Tuesday finally arrives and she came over. My friend Denise Gibbs (a Naturalist at Black Hill Regional Park and also an incredible Monarch butterfly person) taught me to use the extra white and orange tags on the tagging kits that Monarch Watchs sends out to fix wings. They work great and don't weight the butterfly down too much. The butterfly had a problem with one of her upper wing in the middle on the edge. It was breaking. Over half the wing was beginning to break. It is almost like an elbow joint in that section. But, an elbow that doesn't bend.
Okay, got one tag on and the butterfly takes off in my house. We capture her without further damage and apply a second tag. One tag on the top part of the wing and one on the bottom. The wing is fixed. We go out to see if she can fly. She flew up into a tree and stayed there the whole time my friend was visiting. We decided to release her at my house because I have a lot less European Hornets. At the park in the butterfly garden, European Hornets are attacking the large butterflies that are nectaring there. Some are killed and the others have damaged wings. My friend leaves, that is after I find my binoculars and she makes sure the Monarch and its wing are still okay.

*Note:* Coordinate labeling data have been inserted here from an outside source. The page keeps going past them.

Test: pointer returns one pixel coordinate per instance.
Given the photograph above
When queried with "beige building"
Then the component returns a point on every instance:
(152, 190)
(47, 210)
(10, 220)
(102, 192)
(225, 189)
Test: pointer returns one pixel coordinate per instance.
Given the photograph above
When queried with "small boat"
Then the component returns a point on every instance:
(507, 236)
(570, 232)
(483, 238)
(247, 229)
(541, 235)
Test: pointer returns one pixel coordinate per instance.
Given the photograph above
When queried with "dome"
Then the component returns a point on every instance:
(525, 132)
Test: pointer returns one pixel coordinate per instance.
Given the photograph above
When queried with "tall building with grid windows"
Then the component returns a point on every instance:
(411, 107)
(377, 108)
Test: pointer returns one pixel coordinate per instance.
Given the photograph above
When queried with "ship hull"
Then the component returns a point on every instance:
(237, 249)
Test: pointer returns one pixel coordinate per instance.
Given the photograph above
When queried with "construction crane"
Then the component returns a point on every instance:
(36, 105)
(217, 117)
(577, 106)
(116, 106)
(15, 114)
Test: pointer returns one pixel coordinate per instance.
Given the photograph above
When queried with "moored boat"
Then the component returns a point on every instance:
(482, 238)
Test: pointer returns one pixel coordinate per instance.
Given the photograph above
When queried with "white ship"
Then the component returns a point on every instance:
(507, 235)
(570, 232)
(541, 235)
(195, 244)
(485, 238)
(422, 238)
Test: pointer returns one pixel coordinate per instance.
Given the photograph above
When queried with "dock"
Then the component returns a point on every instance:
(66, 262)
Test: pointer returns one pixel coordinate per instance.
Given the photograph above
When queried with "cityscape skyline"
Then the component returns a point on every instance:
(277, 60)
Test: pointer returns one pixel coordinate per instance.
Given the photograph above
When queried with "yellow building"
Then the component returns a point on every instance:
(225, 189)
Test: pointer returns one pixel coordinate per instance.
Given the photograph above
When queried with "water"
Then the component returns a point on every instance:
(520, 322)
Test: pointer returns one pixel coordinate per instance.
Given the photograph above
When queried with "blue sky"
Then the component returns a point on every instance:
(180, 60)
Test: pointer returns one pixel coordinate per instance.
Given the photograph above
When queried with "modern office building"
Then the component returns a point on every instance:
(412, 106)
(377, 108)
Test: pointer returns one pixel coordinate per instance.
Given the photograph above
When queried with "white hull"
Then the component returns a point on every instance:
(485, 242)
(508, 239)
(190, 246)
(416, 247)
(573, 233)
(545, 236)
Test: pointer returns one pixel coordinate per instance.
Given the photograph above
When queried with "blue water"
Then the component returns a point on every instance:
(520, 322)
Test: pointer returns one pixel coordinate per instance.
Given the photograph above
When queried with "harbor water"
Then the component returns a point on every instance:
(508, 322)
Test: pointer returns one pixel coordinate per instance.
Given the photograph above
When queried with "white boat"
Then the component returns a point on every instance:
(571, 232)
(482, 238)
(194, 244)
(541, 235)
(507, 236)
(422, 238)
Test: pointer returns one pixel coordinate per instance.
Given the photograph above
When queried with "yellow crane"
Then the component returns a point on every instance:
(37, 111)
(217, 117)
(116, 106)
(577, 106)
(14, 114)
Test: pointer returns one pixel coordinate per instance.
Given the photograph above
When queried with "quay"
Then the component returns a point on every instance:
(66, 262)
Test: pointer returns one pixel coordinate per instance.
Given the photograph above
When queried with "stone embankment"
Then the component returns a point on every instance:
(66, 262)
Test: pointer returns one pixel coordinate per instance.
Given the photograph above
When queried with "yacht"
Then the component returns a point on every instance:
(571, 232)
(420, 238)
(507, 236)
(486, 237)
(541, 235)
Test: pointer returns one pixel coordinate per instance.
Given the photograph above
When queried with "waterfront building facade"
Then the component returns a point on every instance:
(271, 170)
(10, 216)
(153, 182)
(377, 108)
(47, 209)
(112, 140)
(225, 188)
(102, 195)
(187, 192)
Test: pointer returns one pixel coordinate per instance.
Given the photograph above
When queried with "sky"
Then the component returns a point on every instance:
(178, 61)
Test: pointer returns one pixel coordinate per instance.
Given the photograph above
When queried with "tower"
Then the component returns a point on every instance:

The next day, I look around for the Monarch with the two tags on its wing, but I don't see it. Later in the afternoon a male carrying a female whizzes by. Two other males are after him. They must want the female, too. He evades them with some incredible flying. The female hangs below and then I see it. The flash of orange and white tags. It's her. He carries her off. Later, he flies down with her and he is nectaring. During mating, he does give her nutrients. I note that she is balancing herself as he nectars, so the female isn't just being carried, she is also helping.
Wonder how long the wing fix will last with all that rough housing.
Maybe she'll get to lay some eggs soon.